Gabriela Hayward-Lara, Matthew D Fischer, and Mustafa Mir. Dynamic microenvironments shape nuclear organization and gene expression. Current Opinion in Genetics & Development. Volume 86, 2024. 102177. ISSN 0959-437X. https://doi.org/10.1016/j.gde.2024.102177.
Highlights
- Microenvironments are local high concentrations of multiple nuclear factors.
- Microenvironments form due to protein–protein and protein–chromatin interactions.
- Local concentrations of protein modulate binding frequency rather than duration.
- Microenvironments can bridge multiple genes and regulatory elements.
- Microenvironment lifetimes vary and correlate with regulatory function.

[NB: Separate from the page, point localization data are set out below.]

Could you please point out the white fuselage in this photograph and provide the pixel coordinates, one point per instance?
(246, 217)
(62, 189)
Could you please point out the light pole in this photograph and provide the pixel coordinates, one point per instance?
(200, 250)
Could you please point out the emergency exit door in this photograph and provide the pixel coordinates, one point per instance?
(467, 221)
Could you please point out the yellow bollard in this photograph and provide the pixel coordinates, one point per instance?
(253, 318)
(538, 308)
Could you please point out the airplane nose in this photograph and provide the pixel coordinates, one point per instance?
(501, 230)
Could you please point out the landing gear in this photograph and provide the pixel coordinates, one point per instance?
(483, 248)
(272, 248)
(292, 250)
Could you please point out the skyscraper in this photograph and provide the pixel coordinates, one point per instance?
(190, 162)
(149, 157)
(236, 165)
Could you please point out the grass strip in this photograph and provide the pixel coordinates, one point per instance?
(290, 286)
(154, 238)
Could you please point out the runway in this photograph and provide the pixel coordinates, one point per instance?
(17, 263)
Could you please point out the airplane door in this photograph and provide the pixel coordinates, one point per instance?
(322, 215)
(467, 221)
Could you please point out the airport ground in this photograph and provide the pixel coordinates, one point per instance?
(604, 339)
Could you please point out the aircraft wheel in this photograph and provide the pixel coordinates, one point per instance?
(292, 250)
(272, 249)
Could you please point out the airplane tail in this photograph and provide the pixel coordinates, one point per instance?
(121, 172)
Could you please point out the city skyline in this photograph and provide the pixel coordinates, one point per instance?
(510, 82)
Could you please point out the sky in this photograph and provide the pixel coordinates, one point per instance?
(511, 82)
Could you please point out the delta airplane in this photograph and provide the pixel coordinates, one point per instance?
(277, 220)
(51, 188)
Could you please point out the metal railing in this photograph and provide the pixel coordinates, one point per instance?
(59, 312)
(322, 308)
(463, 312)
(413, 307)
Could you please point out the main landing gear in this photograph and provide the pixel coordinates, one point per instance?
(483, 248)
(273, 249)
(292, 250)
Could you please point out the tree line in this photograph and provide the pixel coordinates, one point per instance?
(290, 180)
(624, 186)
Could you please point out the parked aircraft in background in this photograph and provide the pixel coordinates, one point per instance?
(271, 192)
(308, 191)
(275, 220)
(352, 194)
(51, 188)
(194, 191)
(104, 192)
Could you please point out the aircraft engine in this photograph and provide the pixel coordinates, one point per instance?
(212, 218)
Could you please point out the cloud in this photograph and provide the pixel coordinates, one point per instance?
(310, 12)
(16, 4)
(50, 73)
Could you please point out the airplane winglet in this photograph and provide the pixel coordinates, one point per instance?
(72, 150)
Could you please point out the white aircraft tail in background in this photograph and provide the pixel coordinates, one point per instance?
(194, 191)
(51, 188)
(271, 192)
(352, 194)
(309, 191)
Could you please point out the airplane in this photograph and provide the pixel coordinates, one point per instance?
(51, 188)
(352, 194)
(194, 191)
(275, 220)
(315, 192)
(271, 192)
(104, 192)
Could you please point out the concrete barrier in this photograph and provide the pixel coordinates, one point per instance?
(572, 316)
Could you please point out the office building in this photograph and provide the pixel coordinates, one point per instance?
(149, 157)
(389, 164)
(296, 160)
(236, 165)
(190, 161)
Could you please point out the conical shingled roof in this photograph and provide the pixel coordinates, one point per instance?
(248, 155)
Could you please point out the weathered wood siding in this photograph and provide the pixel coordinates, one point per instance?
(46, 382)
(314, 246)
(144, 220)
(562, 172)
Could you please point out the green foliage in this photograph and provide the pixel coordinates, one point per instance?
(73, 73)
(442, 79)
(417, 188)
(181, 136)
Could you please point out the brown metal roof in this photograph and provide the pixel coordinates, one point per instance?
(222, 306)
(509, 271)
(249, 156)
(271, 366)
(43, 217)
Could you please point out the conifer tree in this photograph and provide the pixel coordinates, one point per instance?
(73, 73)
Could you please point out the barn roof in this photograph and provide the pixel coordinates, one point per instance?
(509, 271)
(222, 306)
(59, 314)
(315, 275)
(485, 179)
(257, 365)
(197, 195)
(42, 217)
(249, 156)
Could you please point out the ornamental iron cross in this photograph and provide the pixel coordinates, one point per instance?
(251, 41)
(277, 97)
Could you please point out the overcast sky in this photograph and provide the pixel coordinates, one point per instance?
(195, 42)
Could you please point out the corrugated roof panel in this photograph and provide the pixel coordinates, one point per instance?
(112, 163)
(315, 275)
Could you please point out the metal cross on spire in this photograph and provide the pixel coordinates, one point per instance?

Live imaging has revealed that the regulation of gene expression is largely driven by transient interactions. For example, many regulatory proteins bind chromatin for just seconds, and loop-like genomic contacts are rare and last only minutes. These discoveries have been difficult to reconcile with our canonical models that are predicated on stable and hierarchical interactions. Proteomic microenvironments that concentrate nuclear factors may explain how brief interactions can still mediate gene regulation by creating conditions where reactions occur more frequently. Here, we summarize new imaging technologies and recent discoveries implicating microenvironments as a potential driver of nuclear function. Finally, we propose that key properties of proteomic microenvironments, such as their size, enrichment, and lifetimes, are directly linked to regulatory function.